Driver's licenses issued from January 2013 are valid for up to 15 years - 5 years for professional drivers (categories C1, C, D1, D, C1+E, C+E, D1+E, D+E). Documents issued before January 19, 2013 are valid until 2033 and will have to be exchanged for the new ones by that date.

== Mistaken identity in Ireland ==
"Prawo Jazdy" was an alleged Polish criminal supposedly active in the Republic of Ireland. The name was listed on PULSE, a computer system used by the Garda Síochána, with at least 50 traffic violations, including speeding and parking violations, recorded across the country, but there were suspicious aspects such as each incident being associated with a different address. "Prawo Jazdy" was also listed as a name on the Fixed Charge Processing System (FCPS). An investigation was launched into this person whom the Gardaí considered to be Ireland's worst traffic violator.

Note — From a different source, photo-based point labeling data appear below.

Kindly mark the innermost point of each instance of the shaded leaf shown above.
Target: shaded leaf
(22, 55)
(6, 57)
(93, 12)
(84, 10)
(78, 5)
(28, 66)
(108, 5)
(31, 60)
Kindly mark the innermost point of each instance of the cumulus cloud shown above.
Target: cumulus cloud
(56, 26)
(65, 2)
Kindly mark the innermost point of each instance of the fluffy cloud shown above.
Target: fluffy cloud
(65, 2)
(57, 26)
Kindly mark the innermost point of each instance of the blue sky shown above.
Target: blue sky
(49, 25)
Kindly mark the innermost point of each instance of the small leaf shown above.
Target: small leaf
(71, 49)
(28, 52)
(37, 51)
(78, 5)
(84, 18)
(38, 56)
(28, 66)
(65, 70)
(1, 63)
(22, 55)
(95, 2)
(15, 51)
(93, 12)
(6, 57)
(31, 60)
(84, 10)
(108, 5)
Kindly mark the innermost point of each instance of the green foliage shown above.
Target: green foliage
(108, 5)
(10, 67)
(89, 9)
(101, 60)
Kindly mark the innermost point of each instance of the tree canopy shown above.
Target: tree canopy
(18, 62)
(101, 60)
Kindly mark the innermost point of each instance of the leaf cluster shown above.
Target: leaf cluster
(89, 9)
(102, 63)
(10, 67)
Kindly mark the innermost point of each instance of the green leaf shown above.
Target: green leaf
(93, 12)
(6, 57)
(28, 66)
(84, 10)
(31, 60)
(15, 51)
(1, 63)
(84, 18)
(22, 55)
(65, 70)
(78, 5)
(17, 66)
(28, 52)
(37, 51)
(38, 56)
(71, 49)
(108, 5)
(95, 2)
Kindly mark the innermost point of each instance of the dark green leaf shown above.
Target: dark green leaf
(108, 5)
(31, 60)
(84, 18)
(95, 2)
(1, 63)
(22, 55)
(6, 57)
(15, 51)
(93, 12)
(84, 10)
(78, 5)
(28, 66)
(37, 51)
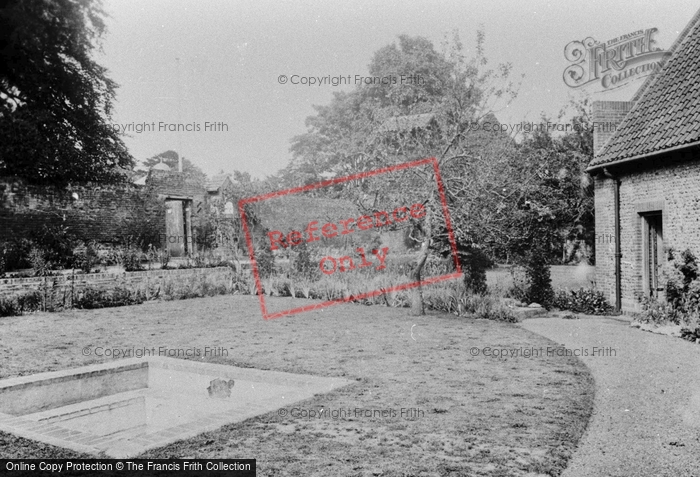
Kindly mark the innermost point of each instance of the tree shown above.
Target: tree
(359, 131)
(55, 100)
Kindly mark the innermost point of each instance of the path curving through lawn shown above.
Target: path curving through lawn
(646, 417)
(427, 399)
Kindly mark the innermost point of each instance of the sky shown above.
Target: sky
(214, 66)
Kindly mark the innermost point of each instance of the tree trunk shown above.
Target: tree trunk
(417, 306)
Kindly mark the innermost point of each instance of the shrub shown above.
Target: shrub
(302, 265)
(264, 259)
(682, 304)
(14, 255)
(86, 256)
(486, 307)
(92, 298)
(539, 288)
(29, 302)
(40, 265)
(654, 311)
(474, 263)
(583, 300)
(56, 244)
(130, 258)
(456, 298)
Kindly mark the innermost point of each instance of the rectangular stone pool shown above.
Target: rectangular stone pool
(127, 406)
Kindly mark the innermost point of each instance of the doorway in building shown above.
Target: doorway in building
(653, 255)
(177, 227)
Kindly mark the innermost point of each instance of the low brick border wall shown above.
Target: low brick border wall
(72, 285)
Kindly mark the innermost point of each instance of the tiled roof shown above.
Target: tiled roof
(408, 123)
(667, 115)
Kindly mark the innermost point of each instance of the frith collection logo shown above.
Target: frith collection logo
(614, 63)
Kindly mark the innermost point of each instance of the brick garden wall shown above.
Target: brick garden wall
(670, 184)
(92, 212)
(147, 281)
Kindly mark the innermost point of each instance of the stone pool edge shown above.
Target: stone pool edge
(120, 448)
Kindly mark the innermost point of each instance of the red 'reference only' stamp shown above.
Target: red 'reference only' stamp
(345, 245)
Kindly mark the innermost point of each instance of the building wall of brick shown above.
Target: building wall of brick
(605, 237)
(607, 115)
(669, 184)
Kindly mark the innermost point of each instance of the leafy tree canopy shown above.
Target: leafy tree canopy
(55, 100)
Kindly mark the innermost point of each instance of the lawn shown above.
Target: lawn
(479, 415)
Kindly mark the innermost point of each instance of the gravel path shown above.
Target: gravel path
(646, 417)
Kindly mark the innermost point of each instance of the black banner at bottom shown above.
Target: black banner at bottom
(124, 467)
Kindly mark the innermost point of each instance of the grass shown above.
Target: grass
(480, 415)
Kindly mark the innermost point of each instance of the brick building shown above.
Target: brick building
(647, 176)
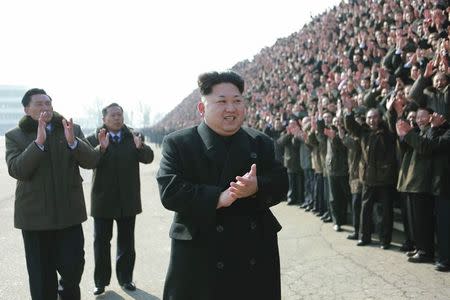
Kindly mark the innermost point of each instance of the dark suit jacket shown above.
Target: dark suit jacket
(116, 184)
(230, 253)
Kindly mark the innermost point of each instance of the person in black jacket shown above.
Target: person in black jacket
(115, 195)
(221, 179)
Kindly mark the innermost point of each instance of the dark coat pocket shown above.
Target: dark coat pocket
(182, 232)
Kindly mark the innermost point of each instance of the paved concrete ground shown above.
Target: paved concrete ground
(316, 262)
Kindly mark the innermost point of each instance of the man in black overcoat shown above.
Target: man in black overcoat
(116, 196)
(220, 179)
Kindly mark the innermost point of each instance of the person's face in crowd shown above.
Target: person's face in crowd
(39, 104)
(365, 83)
(439, 81)
(422, 118)
(224, 109)
(305, 122)
(411, 117)
(113, 119)
(336, 122)
(409, 17)
(400, 96)
(328, 118)
(278, 125)
(414, 74)
(373, 119)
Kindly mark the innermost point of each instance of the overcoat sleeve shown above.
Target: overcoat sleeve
(21, 163)
(178, 194)
(86, 156)
(273, 181)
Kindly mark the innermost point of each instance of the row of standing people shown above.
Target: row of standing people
(373, 156)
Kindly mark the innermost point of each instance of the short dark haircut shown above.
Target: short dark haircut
(105, 109)
(207, 81)
(26, 99)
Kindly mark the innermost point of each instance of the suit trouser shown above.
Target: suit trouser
(443, 228)
(295, 188)
(308, 186)
(356, 210)
(407, 209)
(341, 197)
(423, 222)
(125, 256)
(318, 192)
(384, 213)
(51, 251)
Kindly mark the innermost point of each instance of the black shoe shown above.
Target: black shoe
(362, 243)
(420, 257)
(385, 246)
(337, 228)
(130, 286)
(406, 247)
(99, 290)
(441, 267)
(353, 236)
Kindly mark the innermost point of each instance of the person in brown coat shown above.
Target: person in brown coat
(44, 154)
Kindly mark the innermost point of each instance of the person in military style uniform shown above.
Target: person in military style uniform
(220, 179)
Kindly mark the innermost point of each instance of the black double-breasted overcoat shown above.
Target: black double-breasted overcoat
(227, 253)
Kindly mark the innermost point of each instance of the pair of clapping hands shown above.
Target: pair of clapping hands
(243, 187)
(403, 127)
(103, 139)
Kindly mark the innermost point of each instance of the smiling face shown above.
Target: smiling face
(223, 110)
(40, 104)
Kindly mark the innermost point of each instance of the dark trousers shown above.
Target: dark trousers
(443, 228)
(423, 222)
(50, 251)
(295, 188)
(125, 256)
(341, 197)
(384, 212)
(356, 210)
(318, 193)
(308, 186)
(407, 210)
(327, 195)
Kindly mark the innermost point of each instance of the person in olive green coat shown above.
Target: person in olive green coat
(116, 196)
(436, 144)
(44, 154)
(378, 173)
(415, 179)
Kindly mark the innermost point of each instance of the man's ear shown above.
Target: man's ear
(201, 108)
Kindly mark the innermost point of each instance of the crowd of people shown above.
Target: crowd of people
(357, 104)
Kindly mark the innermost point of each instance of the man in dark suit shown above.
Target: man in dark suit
(44, 153)
(220, 179)
(116, 195)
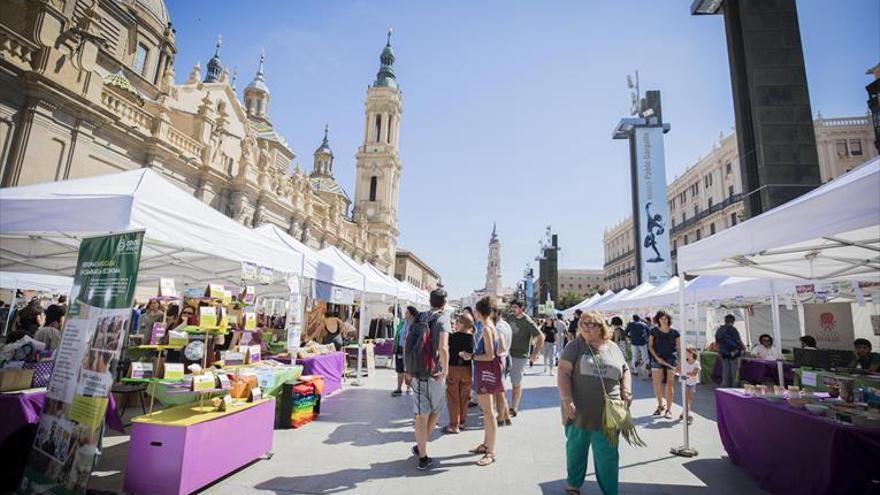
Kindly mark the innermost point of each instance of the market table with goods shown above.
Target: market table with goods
(798, 441)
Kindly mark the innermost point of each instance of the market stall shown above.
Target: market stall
(792, 451)
(116, 232)
(831, 233)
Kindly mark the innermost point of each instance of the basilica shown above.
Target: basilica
(88, 87)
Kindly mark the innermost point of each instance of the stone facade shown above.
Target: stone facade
(493, 267)
(581, 281)
(707, 197)
(410, 268)
(88, 87)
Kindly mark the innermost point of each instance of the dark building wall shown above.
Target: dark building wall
(777, 144)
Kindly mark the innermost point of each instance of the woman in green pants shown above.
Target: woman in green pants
(587, 362)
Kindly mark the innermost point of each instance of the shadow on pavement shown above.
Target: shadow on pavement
(349, 479)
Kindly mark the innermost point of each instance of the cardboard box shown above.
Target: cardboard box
(15, 379)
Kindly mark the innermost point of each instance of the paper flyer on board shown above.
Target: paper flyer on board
(69, 430)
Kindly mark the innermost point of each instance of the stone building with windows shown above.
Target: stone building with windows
(88, 87)
(707, 197)
(581, 281)
(410, 268)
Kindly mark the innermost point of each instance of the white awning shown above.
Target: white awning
(829, 233)
(42, 224)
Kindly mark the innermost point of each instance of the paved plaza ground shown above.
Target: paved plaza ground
(361, 445)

An internal Garda memorandum in June 2007 revealed that, upon consultation with an online Polish–English bilingual dictionary, prawo jazdy was not a personal name, but instead the Polish term for 'driving licence', misidentified by Garda officers as the traffic violator's name due to the phrase being printed at the top right-hand corner of Polish driving licences (with the licensee's name and personal details printed beneath in a smaller text size). The error became public knowledge in February 2009.

The Gardaí received the satirical Ig Nobel Prize in literature in 2009 for the mistake, but did not attend the award ceremony. The prize was accepted by Karolina Lewestam, a Polish philosopher and writer, and a "holder of a Polish driver's licence".

The situation was a source of embarrassment for the Gardaí. It generated discussion on issues such as cultural ignorance or institutional racism within the Gardaí as a result of changing ethnic demography in Ireland due to immigration from other European Union member states.

In 2013, a common format for driving licences was implemented for all newly issued documents across the European Economic Area (EEA), of which both Ireland and Poland are part.